Gold prices traded around $4,680 an ounce on Friday and are headed for a third consecutive weekly decline, pressured by a firm US dollar and as a hawkish US Federal Reserve dampened hopes for near-term interest rate cuts.

Equity markets

US equity futures rose on Friday, following efforts by the US and Israel to calm market fears over the Iran conflict. US President Donald Trump said that the US is not considering sending ground troops to the Middle East, while Treasury Secretary Scott Bessent suggested Iran’s regime could face internal collapse.
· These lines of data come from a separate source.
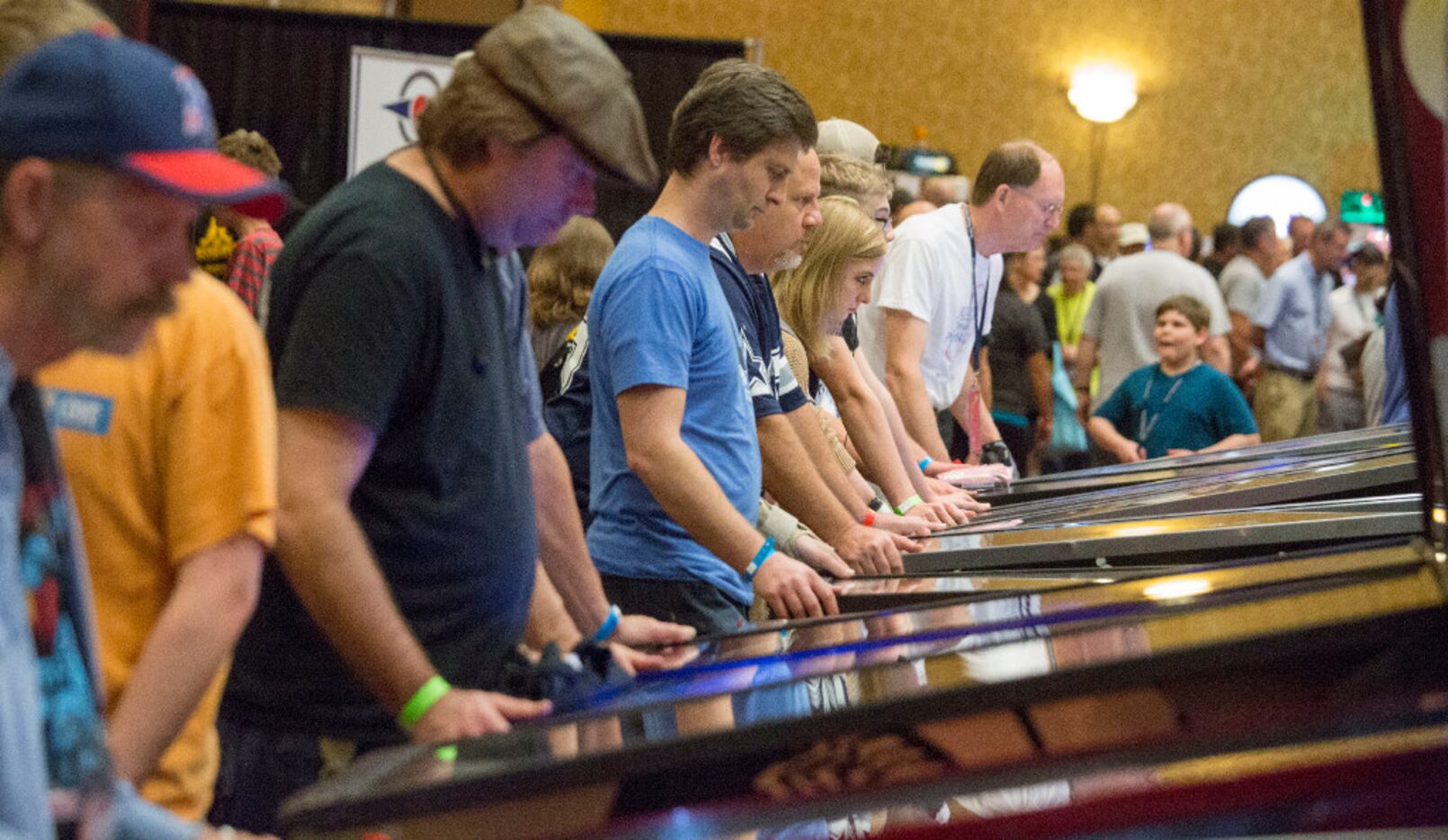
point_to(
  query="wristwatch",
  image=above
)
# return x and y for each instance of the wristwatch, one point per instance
(998, 452)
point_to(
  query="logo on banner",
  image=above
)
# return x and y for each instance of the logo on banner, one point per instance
(416, 93)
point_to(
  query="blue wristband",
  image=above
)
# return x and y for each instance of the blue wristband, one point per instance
(609, 628)
(764, 552)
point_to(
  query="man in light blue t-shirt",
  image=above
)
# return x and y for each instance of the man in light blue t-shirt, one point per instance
(1291, 327)
(675, 458)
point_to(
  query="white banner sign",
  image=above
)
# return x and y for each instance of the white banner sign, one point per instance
(389, 90)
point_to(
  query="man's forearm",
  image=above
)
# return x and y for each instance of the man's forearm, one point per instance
(908, 391)
(548, 617)
(562, 546)
(804, 475)
(211, 602)
(864, 420)
(329, 564)
(911, 453)
(688, 493)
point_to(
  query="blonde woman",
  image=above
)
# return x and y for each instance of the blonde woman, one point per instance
(560, 281)
(814, 301)
(863, 401)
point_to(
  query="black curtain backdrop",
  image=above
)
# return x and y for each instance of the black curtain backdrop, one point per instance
(285, 76)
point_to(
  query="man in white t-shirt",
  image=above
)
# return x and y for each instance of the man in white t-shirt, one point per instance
(1118, 327)
(935, 294)
(1243, 281)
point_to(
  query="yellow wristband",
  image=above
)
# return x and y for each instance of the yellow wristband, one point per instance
(423, 700)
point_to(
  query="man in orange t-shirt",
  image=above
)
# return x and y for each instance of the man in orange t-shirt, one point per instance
(171, 457)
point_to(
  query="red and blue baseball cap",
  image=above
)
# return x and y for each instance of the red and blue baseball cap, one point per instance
(130, 107)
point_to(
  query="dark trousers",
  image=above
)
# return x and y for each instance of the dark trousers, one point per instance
(261, 768)
(1020, 441)
(693, 603)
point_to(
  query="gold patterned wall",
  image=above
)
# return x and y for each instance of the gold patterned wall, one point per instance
(1229, 89)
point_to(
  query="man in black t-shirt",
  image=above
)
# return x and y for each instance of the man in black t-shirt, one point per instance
(417, 487)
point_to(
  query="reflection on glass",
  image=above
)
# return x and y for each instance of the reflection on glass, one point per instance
(1105, 503)
(1176, 588)
(989, 730)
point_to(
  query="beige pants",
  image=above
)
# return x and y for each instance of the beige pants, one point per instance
(1284, 406)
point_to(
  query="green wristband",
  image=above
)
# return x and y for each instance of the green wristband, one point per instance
(908, 505)
(423, 700)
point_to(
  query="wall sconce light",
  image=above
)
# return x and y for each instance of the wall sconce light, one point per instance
(1103, 93)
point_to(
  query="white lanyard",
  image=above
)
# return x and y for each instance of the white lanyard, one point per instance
(1146, 424)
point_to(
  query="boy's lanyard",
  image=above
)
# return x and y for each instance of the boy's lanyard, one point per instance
(1147, 424)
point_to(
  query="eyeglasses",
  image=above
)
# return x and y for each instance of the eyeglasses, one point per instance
(1047, 209)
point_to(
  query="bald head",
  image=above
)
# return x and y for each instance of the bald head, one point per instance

In Thursday’s regular trading session, the Dow Jones Industrial Average fell 0.44%, the S&P 500 lost 0.27%, whilst the Nasdaq Composite declined 0.28%. Federal Reserve Chair Jay Powell has acknowledged that the Iran war will raise inflation as a fresh jump in oil prices sent short-term US borrowing costs to the highest level since last summer.

The US central bank left interest rates on hold at 3.5% to 3.75% for the second meeting in a row, as policymakers balance concerns that the Middle East conflict will ignite a fresh burst of consumer price rises against a weakening labour market. A new set of economic forecasts showed that Federal Reserve officials are now expecting the central bank’s preferred Personal Consumption Expenditures inflation rate will end the year at 2.7%, above the 2.4% they predicted in December and well above the 2% target.

Trading in federal funds futures suggests that investors are anticipating the next Federal Reserve rate cut in July 2027, marking a stark change from before the Iran war began, when market had been pencilling in as many as two cuts. The shifts in Wall Street’s monetary policy expectations come as petrol and diesel prices have leapt higher in recent weeks, exerting a heavy toll on consumers and businesses in a country that relies heavily on driving for travel and transporting goods.

Projections released on Wednesday showed that Federal Reserve officials still plan to cut rates by 0.25% this year, in line with their previous set of forecasts in December. Twelve of the 19 members of the Federal Open Market Committee predicted at least one cut, against seven who said rates would remain the same. However, Powell signalled not to read too much into the Fed’s current forecasts given the high degree of uncertainty over the Iran war.

The information provided in this communication is not advice or a personal recommendation, and you should not make any investment decisions on the basis of it. If you are unsure of whether an investment is right for you, please seek advice. If you choose to invest, your capital may be at risk and the value of an investment may fall as well as rise in value, so you could get back less than you originally invested.